Il Premio 2005/2006 è stato
assegnato a Joji Aonuma con la “Gallery in Kiyosato” progettato dallo studio
Satoshi Okada architects che ha posto particolare attenzione alla ricerca
architettonica ed all’uso razionale delle risorse energetiche.
La committenza pubblica, con
le leggi attualmente in vigore, deve programmare e coordinare le opere
destinate alla collettività, siano esse edifici pubblici o infrastrutture,
valutare il loro impatto sul territorio e sull’ambiente nonchè stimare i costi
ed i tempi della loro realizzazione.
Tendenzialmente gli organi
amministrativi committenti cercano un ruolo forte e diretto nelle fasi di
progettazione dell’opera attraverso il rapporto fiduciario con l’architetto
designato e questo per motivi di strategia politica, di immagine verso la
collettività nonchè di controllo dei tempi e delle spese da sostenere.
Spesso si assiste alla
chiamata della celebre firma di architettura da parte delle amministrazioni
che, in nome del prestigio proprio e della comunità, sono convinte di aumentare
la qualità ed il pregio dell’opera prodotta.
Non si considera tuttavia che
la suadente architettura “manifesto”, quando rimane un episodio isolato nel
paesaggio urbano, non può risolvere da sola i problemi urbanistici di una
città. L’importante è realizzare un insieme coordinato di interventi e delle
opere dignitose, ben inserite nell’ambiente urbano e capaci di interpretare un
determinato contesto sociale e culturale.
Negli ultimi anni la
legislazione ha teso a favorire il ricorso ai concorsi di progettazione quali
strumenti atti a promuovere la cultura architettonica, garantire una maggiore
qualità, attraverso il confronto di diverse soluzioni architettoniche, e
favorire maggiori opportunità professionali per gli architetti.
Sebbene le amministrazioni
pubbliche italiane ricorrano abbastanza di rado al concorso di progettazione
rispetto ad altri paesi europei, l’istituto del concorso è andato
strutturandosi su alcuni principi basilari: la formulazione del bando, del
disciplinare di gara e delle linee guida per la progettazione che sono anche
l’interpretazione della politica territoriale dell’amministrazione committente,
la selezione dei partecipanti al concorso improntata alla trasparenza e
all’imparzialità, nonchè la selezione del progetto vincitore da parte di una
giuria composta in maggioranza da membri tecnici e sulla base di criteri che
assicurino equità di trattamento per i concorrenti.
Se la committenza privata
tende a portare a termine l’opera intrapresa, salvo gravi problemi economici,
per la committenza pubblica si assiste troppo spesso al triste rituale delle
opere programmate, progettate e mai realizzate o peggio delle opere ed
infrastrutture intraprese ma poi interrotte; le quali rimangono come carcasse
in disfacimento nel paesaggio.
In conclusione il rapporto tra
committente ed architetto rimane ineludibile per la realizzazione e la riuscita
di un’opera come aveva ben compreso il padovano Andrea Palladio (1508 – 1580)

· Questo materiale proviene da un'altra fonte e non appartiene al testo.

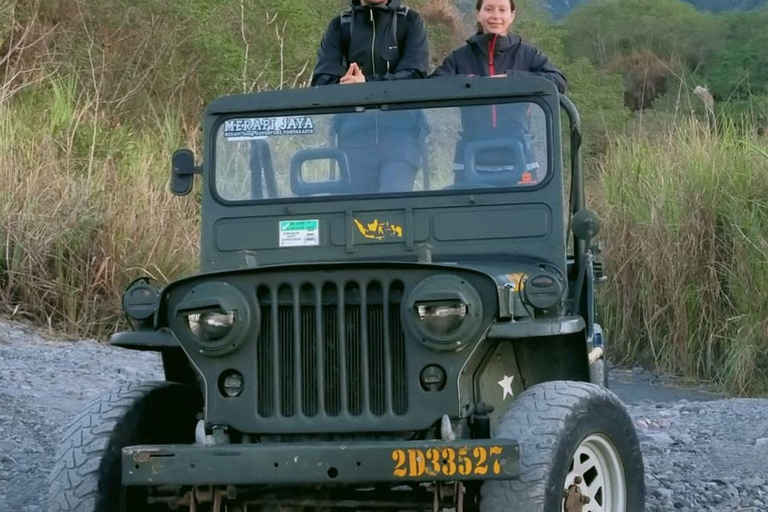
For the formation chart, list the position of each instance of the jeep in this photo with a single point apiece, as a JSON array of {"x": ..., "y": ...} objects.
[{"x": 395, "y": 310}]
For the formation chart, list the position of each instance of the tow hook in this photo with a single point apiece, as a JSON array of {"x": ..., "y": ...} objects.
[{"x": 574, "y": 499}]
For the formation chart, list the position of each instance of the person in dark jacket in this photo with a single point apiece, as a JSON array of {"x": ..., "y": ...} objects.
[
  {"x": 494, "y": 52},
  {"x": 376, "y": 40}
]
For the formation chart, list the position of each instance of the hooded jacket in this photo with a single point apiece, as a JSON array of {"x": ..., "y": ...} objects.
[
  {"x": 491, "y": 54},
  {"x": 373, "y": 45}
]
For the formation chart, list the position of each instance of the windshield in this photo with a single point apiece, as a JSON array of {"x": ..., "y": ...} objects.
[{"x": 381, "y": 152}]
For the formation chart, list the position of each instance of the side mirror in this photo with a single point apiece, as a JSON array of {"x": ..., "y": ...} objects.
[
  {"x": 183, "y": 172},
  {"x": 585, "y": 225}
]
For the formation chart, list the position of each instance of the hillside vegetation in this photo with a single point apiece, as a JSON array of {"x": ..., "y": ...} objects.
[{"x": 96, "y": 94}]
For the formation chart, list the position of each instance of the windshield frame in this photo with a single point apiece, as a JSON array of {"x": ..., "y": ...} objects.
[{"x": 220, "y": 119}]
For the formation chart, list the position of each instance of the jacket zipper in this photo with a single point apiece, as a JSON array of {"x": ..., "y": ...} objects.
[
  {"x": 373, "y": 42},
  {"x": 492, "y": 70},
  {"x": 373, "y": 63}
]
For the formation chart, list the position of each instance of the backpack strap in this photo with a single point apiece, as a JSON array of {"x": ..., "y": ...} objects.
[
  {"x": 398, "y": 29},
  {"x": 346, "y": 35}
]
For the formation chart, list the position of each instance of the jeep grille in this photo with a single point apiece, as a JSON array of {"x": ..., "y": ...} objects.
[{"x": 331, "y": 349}]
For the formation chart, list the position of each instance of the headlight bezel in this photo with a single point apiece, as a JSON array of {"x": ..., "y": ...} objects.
[
  {"x": 444, "y": 291},
  {"x": 216, "y": 298}
]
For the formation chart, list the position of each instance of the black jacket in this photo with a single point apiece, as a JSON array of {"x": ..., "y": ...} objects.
[
  {"x": 510, "y": 54},
  {"x": 373, "y": 45}
]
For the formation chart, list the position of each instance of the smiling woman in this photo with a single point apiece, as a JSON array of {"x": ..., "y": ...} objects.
[
  {"x": 493, "y": 51},
  {"x": 495, "y": 16}
]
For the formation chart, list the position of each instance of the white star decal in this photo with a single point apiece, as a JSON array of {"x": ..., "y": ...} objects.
[{"x": 506, "y": 385}]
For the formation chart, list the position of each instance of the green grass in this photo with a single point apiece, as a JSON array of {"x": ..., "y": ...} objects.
[{"x": 687, "y": 250}]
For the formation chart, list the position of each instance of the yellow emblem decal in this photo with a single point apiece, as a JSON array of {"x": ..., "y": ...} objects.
[{"x": 376, "y": 230}]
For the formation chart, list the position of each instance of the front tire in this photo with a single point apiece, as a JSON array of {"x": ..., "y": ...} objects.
[
  {"x": 87, "y": 472},
  {"x": 575, "y": 439}
]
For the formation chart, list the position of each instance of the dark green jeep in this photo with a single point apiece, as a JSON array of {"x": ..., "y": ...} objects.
[{"x": 388, "y": 316}]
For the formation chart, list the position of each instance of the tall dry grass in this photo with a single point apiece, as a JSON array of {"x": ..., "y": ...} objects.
[
  {"x": 85, "y": 208},
  {"x": 686, "y": 210}
]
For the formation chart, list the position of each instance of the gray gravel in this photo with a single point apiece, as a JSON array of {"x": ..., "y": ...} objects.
[{"x": 702, "y": 452}]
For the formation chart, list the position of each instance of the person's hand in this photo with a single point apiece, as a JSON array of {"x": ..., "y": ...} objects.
[{"x": 354, "y": 75}]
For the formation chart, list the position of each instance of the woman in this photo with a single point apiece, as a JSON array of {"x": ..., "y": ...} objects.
[
  {"x": 499, "y": 133},
  {"x": 495, "y": 52}
]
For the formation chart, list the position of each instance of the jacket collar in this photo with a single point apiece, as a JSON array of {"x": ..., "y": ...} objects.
[
  {"x": 503, "y": 43},
  {"x": 391, "y": 5}
]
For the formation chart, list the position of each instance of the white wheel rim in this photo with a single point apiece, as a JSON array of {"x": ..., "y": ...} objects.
[{"x": 598, "y": 464}]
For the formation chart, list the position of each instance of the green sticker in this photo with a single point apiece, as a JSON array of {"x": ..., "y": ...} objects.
[{"x": 299, "y": 233}]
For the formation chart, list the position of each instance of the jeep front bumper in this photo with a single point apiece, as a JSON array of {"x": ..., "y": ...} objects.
[{"x": 320, "y": 463}]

che nella sua opera – I quattro libri dell’architettura – pubblicata nel 1570
ringrazia Iddio per aver trovato << gentil’huomini di così nobile e
generoso animo e eccellente giudicio c’habbiano creduto alle mie ragioni, e si
siano dipartiti da quella invecchiata usanza di fabbricare senza gratia e senza
bellezza alcuna>>. Inoltre egli precisa che <<… spesse volte
fa bisogno all’architetto accomodarsi più alla volontà di coloro che spendono,
che a quello che si devrebbe osservare…Acciò che le case siano comode all’uso
della famiglia senza la qual comodità sarebbero degne di grandissimo biasimo…>>.